By analyzing existing cross correlation between Safehold and Logistic Properties of, you can compare the effects of market volatilities on Safehold and Logistic Properties and check how they will diversify away market risk if combined in the same portfolio for a given time horizon. You can also utilize pair trading strategies of matching a long position in Safehold with a short position of Logistic Properties. Check out your portfolio center.
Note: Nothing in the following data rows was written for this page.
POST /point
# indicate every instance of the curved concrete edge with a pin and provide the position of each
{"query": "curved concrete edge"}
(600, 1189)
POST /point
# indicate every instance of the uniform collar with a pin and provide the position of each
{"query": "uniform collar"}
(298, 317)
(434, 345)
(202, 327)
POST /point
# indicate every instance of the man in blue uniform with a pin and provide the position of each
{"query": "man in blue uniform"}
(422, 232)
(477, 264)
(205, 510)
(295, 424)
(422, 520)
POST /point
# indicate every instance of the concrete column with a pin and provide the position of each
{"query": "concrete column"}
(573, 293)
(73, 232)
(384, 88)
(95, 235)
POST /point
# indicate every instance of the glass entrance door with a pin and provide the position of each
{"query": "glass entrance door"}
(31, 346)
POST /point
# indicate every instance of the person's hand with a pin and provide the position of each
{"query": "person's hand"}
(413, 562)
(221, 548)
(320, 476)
Please also check ongoing floating volatility patterns of Safehold and Logistic Properties.

Diversification Opportunities for Safehold and Logistic Properties

0.0
  Correlation Coefficient

Pay attention - limited upside

The 3 months correlation between Safehold and Logistic is 0.0. Overlapping area represents the amount of risk that can be diversified away by holding Safehold and Logistic Properties of in the same portfolio, assuming nothing else is changed. The correlation between historical prices or returns on Logistic Properties and Safehold is a relative statistical measure of the degree to which these equity instruments tend to move together. The correlation coefficient measures the extent to which returns on Safehold are associated (or correlated) with Logistic Properties. Values of the correlation coefficient range from -1 to +1, where. The correlation of zero (0) is possible when the price movement of Logistic Properties has no effect on the direction of Safehold i.e., Safehold and Logistic Properties go up and down completely randomly.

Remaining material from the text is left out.